A crisis. Years in the making

Published in Decision Making, Complexity, Democracy, Systems Thinking on Jul 7, 2022

Political commentary is not the purpose of this site but over the past few days we have seen an almost-record walk-out of MPs from Boris Johnson's government.

Cries are going up from each side of the debate but one is particularly interesting to the subject of decision-making.

The argument is that removing Bojo now is bad for the country at a point of multiple crisies. There is both a sunk-cost falacy to this and also a snapshot-falacy, the What You See Is All There Is bias.

There are also a chain of decisions that have been made by the MPs both quitting and staying, that have led us to where we are now - with no discussion of the process that led us to the point where we are facing the crisis of decision that is "do we keep an amoral, lying leader" vs. "do we further destabalise the nation we are supposed to be serving?".

The reality that this is now the decision being faced by our leading party is itself terrifying. The fact that this wasn't addressed further down the decision-chain is an actual national scandal.

Just to be clear here. I don't believe that any political party, organisation or individual can claim immunity to these behaviours.

But the chain goes back a long way

An ancient network of disparate decisions led us to the point of Boris being elected to leader of the Conservative Party, some of them unreviewed in centuries: Political structure decisions about how the public vote should be counted and how the whip system (among others) should work, individual decisions about optimising political careers, decisions about the needs for 'new life' in the party.

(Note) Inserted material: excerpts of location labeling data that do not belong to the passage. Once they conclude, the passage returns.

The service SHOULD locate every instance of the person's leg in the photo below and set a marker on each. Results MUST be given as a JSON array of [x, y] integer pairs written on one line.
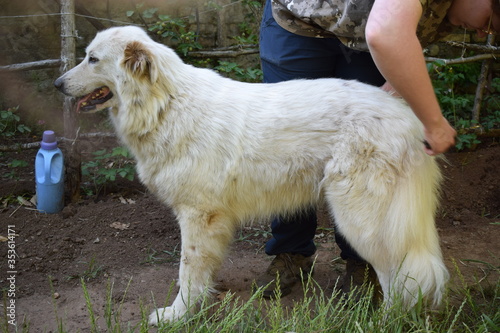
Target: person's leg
[[286, 56]]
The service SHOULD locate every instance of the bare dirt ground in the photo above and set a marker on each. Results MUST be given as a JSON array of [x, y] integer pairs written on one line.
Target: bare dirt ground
[[126, 238]]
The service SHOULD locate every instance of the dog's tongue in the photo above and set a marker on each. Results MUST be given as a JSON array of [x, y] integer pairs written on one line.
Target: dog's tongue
[[92, 100]]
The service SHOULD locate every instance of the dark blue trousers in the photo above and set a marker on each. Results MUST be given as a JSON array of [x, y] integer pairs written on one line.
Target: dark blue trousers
[[286, 56]]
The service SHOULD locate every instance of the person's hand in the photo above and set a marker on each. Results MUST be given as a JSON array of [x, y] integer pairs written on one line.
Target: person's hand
[[439, 138]]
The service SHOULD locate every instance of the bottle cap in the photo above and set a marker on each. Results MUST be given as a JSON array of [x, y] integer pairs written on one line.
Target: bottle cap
[[49, 141]]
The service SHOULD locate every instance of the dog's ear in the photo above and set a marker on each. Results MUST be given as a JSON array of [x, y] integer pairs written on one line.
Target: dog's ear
[[140, 62]]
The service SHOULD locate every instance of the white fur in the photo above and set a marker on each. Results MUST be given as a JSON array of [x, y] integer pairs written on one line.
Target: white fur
[[221, 152]]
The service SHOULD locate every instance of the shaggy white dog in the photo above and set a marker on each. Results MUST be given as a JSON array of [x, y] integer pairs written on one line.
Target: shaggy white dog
[[221, 152]]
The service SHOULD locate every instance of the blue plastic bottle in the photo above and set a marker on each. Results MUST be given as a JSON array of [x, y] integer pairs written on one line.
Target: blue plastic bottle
[[49, 175]]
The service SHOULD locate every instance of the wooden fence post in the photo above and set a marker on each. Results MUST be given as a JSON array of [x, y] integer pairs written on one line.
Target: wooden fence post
[[482, 80], [68, 61]]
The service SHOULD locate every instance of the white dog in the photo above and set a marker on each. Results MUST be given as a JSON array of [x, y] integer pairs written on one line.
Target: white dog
[[221, 152]]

A web of decisions that could take a career to unpick.

But there are some key inflection points at which the decision-chain could have been interrupted at low cost. At the point of his being voted the leader of the Conservative Party Boris' numerous infidelities were already clearly documented. Infidelity to truth, his employers, the British public and to his own marital vows.

But without an interruption to the decision-chain the context meant that these were overlooked by those voting for his ascension.

And now the party is up in arms about his dishonesty.

And we face the unpalatable decision of sticking with a failed leader or facing further destablisation as a nation.

This is a crisis. But it has been years in the making. Resignations now don't alter the responsibilities that all of us have to review and understand the decision-chains that wrap around us, and take meaningful steps to address them. As early as we are able.